Las protestas de 2017 en Venezuela dejaron al menos 163 muertos, más de 5.000 detenidos y centenares de heridos durante aproximadamente cuatro meses de movilizaciones continuas, según datos del Foro Penal Venezolano y la Oficina del Alto Comisionado de las Naciones Unidas para los Derechos Humanos (ACNUDH).

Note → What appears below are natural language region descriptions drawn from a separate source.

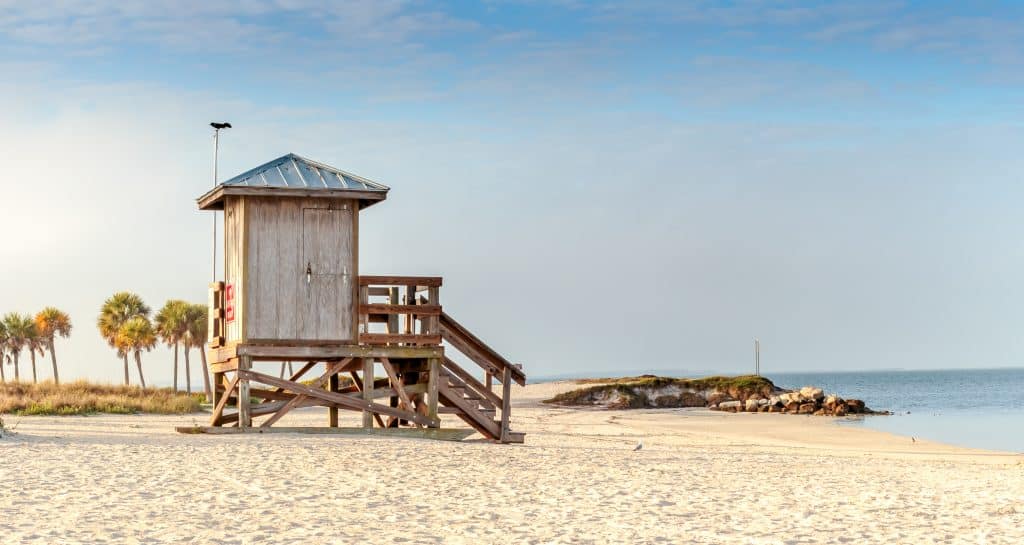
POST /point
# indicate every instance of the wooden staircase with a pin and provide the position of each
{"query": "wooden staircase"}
(411, 321)
(461, 393)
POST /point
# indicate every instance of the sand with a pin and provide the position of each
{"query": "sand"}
(700, 477)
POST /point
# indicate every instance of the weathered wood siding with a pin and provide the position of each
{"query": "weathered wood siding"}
(285, 238)
(233, 262)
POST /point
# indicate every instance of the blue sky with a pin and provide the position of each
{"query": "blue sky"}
(668, 178)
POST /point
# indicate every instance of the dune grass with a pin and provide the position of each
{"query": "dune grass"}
(82, 397)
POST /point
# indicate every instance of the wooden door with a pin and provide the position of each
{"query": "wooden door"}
(327, 259)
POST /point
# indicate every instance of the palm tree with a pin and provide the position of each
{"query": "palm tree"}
(35, 343)
(198, 325)
(136, 335)
(172, 327)
(3, 350)
(52, 322)
(19, 330)
(117, 310)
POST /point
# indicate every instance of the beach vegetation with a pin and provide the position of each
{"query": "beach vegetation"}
(82, 397)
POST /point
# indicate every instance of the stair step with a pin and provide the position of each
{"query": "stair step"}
(489, 413)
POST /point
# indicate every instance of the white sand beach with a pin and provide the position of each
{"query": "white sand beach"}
(700, 477)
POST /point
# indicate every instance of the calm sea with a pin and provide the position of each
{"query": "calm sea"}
(983, 409)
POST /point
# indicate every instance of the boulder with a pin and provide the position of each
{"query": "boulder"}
(810, 392)
(731, 407)
(716, 397)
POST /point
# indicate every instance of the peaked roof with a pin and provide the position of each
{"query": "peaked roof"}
(297, 176)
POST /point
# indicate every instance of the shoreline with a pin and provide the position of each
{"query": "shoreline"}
(700, 476)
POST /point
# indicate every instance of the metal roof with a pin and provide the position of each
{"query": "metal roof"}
(293, 175)
(299, 172)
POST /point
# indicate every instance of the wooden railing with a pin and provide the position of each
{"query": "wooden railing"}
(407, 320)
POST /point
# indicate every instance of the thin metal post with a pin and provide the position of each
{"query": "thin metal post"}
(216, 152)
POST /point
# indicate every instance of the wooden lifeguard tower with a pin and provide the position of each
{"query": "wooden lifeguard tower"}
(293, 292)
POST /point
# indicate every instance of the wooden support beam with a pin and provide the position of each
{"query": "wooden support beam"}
(419, 309)
(408, 338)
(347, 402)
(478, 420)
(333, 412)
(218, 409)
(224, 367)
(368, 378)
(399, 387)
(506, 403)
(358, 384)
(400, 281)
(429, 433)
(330, 376)
(432, 381)
(325, 352)
(245, 419)
(471, 381)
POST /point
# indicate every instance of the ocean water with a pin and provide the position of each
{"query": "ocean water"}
(982, 409)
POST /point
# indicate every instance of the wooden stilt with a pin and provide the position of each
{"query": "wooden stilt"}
(506, 403)
(333, 411)
(245, 419)
(360, 385)
(398, 385)
(368, 383)
(432, 380)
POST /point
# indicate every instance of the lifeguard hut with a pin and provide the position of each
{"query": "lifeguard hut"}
(293, 292)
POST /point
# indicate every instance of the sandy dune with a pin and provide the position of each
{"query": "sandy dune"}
(700, 477)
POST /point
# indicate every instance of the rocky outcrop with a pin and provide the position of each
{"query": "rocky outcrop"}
(734, 394)
(806, 401)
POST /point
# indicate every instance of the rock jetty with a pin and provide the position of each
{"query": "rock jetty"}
(734, 394)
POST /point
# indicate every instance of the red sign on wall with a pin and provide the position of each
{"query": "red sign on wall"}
(229, 302)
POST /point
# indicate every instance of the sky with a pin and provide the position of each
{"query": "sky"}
(607, 187)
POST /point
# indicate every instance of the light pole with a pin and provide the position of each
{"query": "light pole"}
(216, 151)
(757, 357)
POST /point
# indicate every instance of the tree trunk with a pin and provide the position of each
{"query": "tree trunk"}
(138, 363)
(176, 367)
(127, 382)
(53, 360)
(206, 375)
(187, 374)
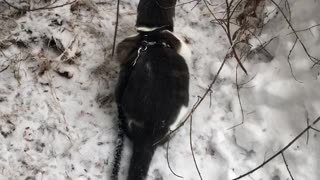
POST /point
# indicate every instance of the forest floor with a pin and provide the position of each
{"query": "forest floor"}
(57, 79)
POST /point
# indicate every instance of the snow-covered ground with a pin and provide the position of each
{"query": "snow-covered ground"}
(55, 128)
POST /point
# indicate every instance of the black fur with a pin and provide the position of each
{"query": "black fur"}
(150, 92)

Aquel ciclo de violencia, que se extendió entre abril y julio de ese año, marcó uno de los episodios más sangrientos de la historia reciente del país caribeño y aceleró el deterioro institucional que arrastra Venezuela hasta hoy, nueve años después.
El detonante: la disolución de la Asamblea Nacional
El 29 de marzo de 2017, el Tribunal Supremo de Justicia (TSJ) emitió las sentencias 155 y 156, mediante las cuales asumía las competencias legislativas de la Asamblea Nacional, controlada por la oposición desde las elecciones parlamentarias de diciembre de 2015. Aunque el TSJ revirtió parcialmente las sentencias días después bajo presión interna —incluso la fiscal general Luisa Ortega Díaz las calificó de ruptura del orden constitucional—, el daño político ya estaba hecho.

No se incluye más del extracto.